Detecting Illicit Activity by Examining Communication Network Structure

This article from The Atlantic's website describes some fascinating research by Brandy Aven at CMU's Tepper School that demonstrates how communication networks discussing illicit activity differ from those discussing routine matters by examining the Enron email archives. It's a great example of how the structure of a network can reveal information about the process that generated it.

Another Social Media Disaster: The Milk "Everything I Do is Wrong" campaign

The New York Times chronicles another example of an online ad campaign gone bad.  This time the California Milk Processor Board ran a campaign at (since replaced with touting the abilities of milk to help reduce PMS symptoms that clearly made light of women from a stereotyped males perspective.  As we well know by now, in the age of social media, a misstep like this can quickly turn into a disaster.

The Christakis and Fowler Social Networks Influence Brouhaha

Recently there has been a spirited conversation kicked off by the publication of an article, "The Spread of Evidence-Poor Medicine via Flawed Social-Network Analysis," by Russell Lyons regarding the well-publicized work of Nicholas Christakis and James Fowler on social contagion of obesity, smoking, happiness, and divorce.  The discussion has been primarily confined to the specialized circle of social network scholars, but now that conversation has spilled out into the public arena in the form of an article by Dave Johns in Slate (Dave Johns has written about the Christakis-Fowler work in Slate before).  Christakis and Fowler's work has received a huge amount of attention, appearing on the cover of the New York Times magazine, on the Colbert Report TV program, and a ton of other places (see James's website for more links).  Many others have made detailed comments on Lyon's article and on the original Christakis-Fowler papers.  I wish to address some of the related issues raised in Slate about scientists in the media

The article seems to criticize Christakis and Fowler for their media appearances, as though this publicity is inappropriate for scientists who should be diligently but silently working in the background, leaving it up to policy makers and the media to make public commentary and recommendations.  I think this criticism is not only wrong, but dangerous.  Many if not most researchers do work silently in the background, shunning the spotlight and scrutiny of the media, not out of shyness or fear of embarrassment, but because of a pervasive misunderstanding of scientific uncertainty.  Hard science is simply much softer than many people realize.

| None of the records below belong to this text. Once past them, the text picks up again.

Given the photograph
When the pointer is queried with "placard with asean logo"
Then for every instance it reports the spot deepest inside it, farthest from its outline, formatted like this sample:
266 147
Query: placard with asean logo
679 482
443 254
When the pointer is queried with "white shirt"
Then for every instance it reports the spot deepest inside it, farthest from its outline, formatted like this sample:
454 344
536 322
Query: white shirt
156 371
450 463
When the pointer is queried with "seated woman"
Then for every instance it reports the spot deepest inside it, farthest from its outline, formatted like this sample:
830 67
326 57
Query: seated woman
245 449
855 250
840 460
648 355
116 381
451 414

ALL scientific conclusions — from physics to sociology come with uncertainty (this does not apply to mathematics, which is actually not a science).  A "scientific truth" is actually something that we're only pretty sure is true.  But we'll never be definitely 100% sure, that's just how science works.  When one scientist says to another, we have observed that X causes Y, it is understood that what is meant is, the probability that the observed relationship between X and Y is due to chance is very small.  But, statements like that don't make for good news stories.  Not only are they uninteresting, but for most people they're unintelligible (which is not to say that the public is stupid — the concepts of uncertainty and statistical significance are extremely subtle and often misunderstood even by well-trained scientists).  So, many scientists avoid the media because we're asked to make definitive statements where no definitive statements are possible, or we make statements that include uncertainty that are ignored or misunderstood.

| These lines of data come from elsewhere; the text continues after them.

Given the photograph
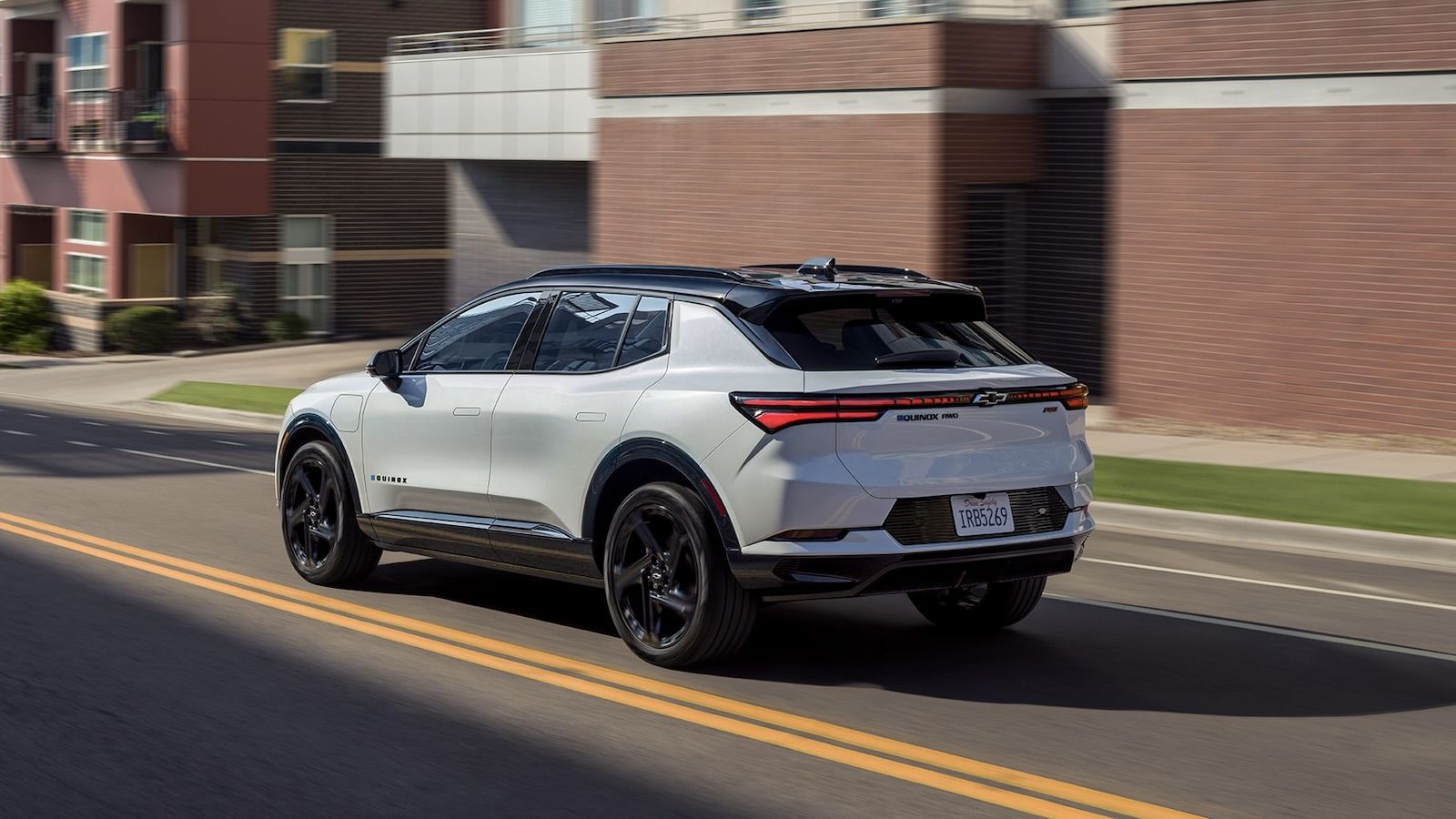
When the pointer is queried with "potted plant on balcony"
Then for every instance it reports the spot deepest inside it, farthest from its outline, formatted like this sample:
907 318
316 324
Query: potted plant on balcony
147 126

But we need scientists in the media.  Only a fraction of Americans believe the planet is warming and 40% of Americans believe in creationism.  Scientists in the media can help correct these misperceptions and guide public policy.  And, maybe even more importantly, scientists in the media can make science sexy.  We already live in a world where science and politics are often at odds, and in which scientists that avoid the media are often overruled by politicians that seek it out.  Scientists are already wary of making public statements that implicitly contain uncertainty for fear of them being interpreted as definitive. Christakis and Fowler have done us a great service by taking the risk of making statements and recommendations in the public arena based on the best of their knowledge, by raising public awareness of the science of networks, and by making science fun, interesting, and relevant.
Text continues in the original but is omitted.